米原氏が、東京都の参議院議員選挙に出たのは、私が大学1年の時で、ごりごりの反共主義の英語教師が彼のことを云々したことを憶えている。このときは、落選したはずだ。

「両親は人民を搾取する資本家と戦っている」と言いながら、豪邸に住み富裕な生活を享受しているルーマニアのアーニャとの話が一番面白いが、他の話も極めて興味深い物語である。
社会主義という「世界史の壮大な実験」が起こした悲喜劇。
まるで、ジェーン・ホンダとバネッサ・レッドグレーブとの名作『ジュリア』のような再会がある。
そして、米原万里の妹ゆりが、劇作家井上ひさし氏と結婚していることは有名だろう。

米原万里の講演を1度だけ聞いたことがある。
横浜市の外郭団体に出向していたとき、その全国組織の会議が名古屋であり、同時通訳者として有名だった彼女がゲストとして講演した。

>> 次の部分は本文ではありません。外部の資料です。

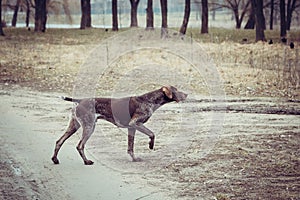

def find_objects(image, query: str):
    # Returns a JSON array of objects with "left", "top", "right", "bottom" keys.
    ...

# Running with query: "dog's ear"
[{"left": 162, "top": 86, "right": 173, "bottom": 99}]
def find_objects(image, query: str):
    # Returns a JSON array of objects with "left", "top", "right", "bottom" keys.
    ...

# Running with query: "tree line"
[{"left": 0, "top": 0, "right": 300, "bottom": 41}]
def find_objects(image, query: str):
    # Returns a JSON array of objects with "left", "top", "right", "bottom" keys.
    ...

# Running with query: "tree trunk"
[
  {"left": 111, "top": 0, "right": 119, "bottom": 31},
  {"left": 86, "top": 0, "right": 92, "bottom": 28},
  {"left": 179, "top": 0, "right": 191, "bottom": 35},
  {"left": 80, "top": 0, "right": 88, "bottom": 29},
  {"left": 280, "top": 0, "right": 286, "bottom": 38},
  {"left": 146, "top": 0, "right": 154, "bottom": 30},
  {"left": 286, "top": 0, "right": 296, "bottom": 30},
  {"left": 25, "top": 0, "right": 30, "bottom": 28},
  {"left": 160, "top": 0, "right": 168, "bottom": 37},
  {"left": 62, "top": 0, "right": 73, "bottom": 24},
  {"left": 130, "top": 0, "right": 140, "bottom": 27},
  {"left": 270, "top": 0, "right": 274, "bottom": 30},
  {"left": 0, "top": 0, "right": 5, "bottom": 36},
  {"left": 201, "top": 0, "right": 208, "bottom": 34},
  {"left": 245, "top": 6, "right": 255, "bottom": 29},
  {"left": 11, "top": 0, "right": 21, "bottom": 27},
  {"left": 34, "top": 0, "right": 47, "bottom": 32},
  {"left": 251, "top": 0, "right": 266, "bottom": 41}
]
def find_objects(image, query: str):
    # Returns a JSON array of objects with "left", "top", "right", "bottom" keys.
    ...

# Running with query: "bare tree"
[
  {"left": 270, "top": 0, "right": 274, "bottom": 30},
  {"left": 80, "top": 0, "right": 92, "bottom": 29},
  {"left": 61, "top": 0, "right": 73, "bottom": 23},
  {"left": 34, "top": 0, "right": 47, "bottom": 32},
  {"left": 0, "top": 0, "right": 5, "bottom": 36},
  {"left": 245, "top": 5, "right": 255, "bottom": 29},
  {"left": 214, "top": 0, "right": 250, "bottom": 29},
  {"left": 179, "top": 0, "right": 191, "bottom": 35},
  {"left": 286, "top": 0, "right": 300, "bottom": 30},
  {"left": 251, "top": 0, "right": 266, "bottom": 41},
  {"left": 160, "top": 0, "right": 168, "bottom": 37},
  {"left": 25, "top": 0, "right": 31, "bottom": 28},
  {"left": 146, "top": 0, "right": 154, "bottom": 30},
  {"left": 129, "top": 0, "right": 140, "bottom": 27},
  {"left": 111, "top": 0, "right": 119, "bottom": 31},
  {"left": 11, "top": 0, "right": 21, "bottom": 27},
  {"left": 201, "top": 0, "right": 208, "bottom": 34},
  {"left": 280, "top": 0, "right": 286, "bottom": 38}
]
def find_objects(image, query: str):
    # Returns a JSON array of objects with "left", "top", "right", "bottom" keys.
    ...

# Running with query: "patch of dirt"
[
  {"left": 0, "top": 88, "right": 300, "bottom": 199},
  {"left": 0, "top": 28, "right": 300, "bottom": 199}
]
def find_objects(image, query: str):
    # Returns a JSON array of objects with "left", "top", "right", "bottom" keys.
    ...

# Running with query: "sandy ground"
[
  {"left": 0, "top": 90, "right": 171, "bottom": 199},
  {"left": 0, "top": 27, "right": 300, "bottom": 200},
  {"left": 0, "top": 85, "right": 300, "bottom": 199}
]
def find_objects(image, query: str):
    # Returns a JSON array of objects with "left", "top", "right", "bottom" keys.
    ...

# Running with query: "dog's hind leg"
[
  {"left": 127, "top": 128, "right": 142, "bottom": 162},
  {"left": 52, "top": 116, "right": 80, "bottom": 164},
  {"left": 77, "top": 121, "right": 96, "bottom": 165}
]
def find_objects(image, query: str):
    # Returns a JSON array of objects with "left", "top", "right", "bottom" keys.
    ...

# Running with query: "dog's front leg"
[
  {"left": 127, "top": 128, "right": 142, "bottom": 162},
  {"left": 129, "top": 117, "right": 155, "bottom": 149}
]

なかなか面白かったと記憶しているが、最も印象的だったのは、共産党員である彼女の父親が褌を使っていたという話だった。
考えれば、私の父も褌だったように思う。
私の父は、54歳のとき脳梗塞で一度倒れたのだが、少なくともそのときまでは、褌だったと思う。父は、学校に勤務するときは勿論背広だったが、家に戻ると必ず着物に着替えていた。その習慣は、死ぬまでかわらなかったと思う。
外では洋服、家では着物というのが習慣だったようだ。
明治生まれの日本の男子は皆そうだったのだろうか。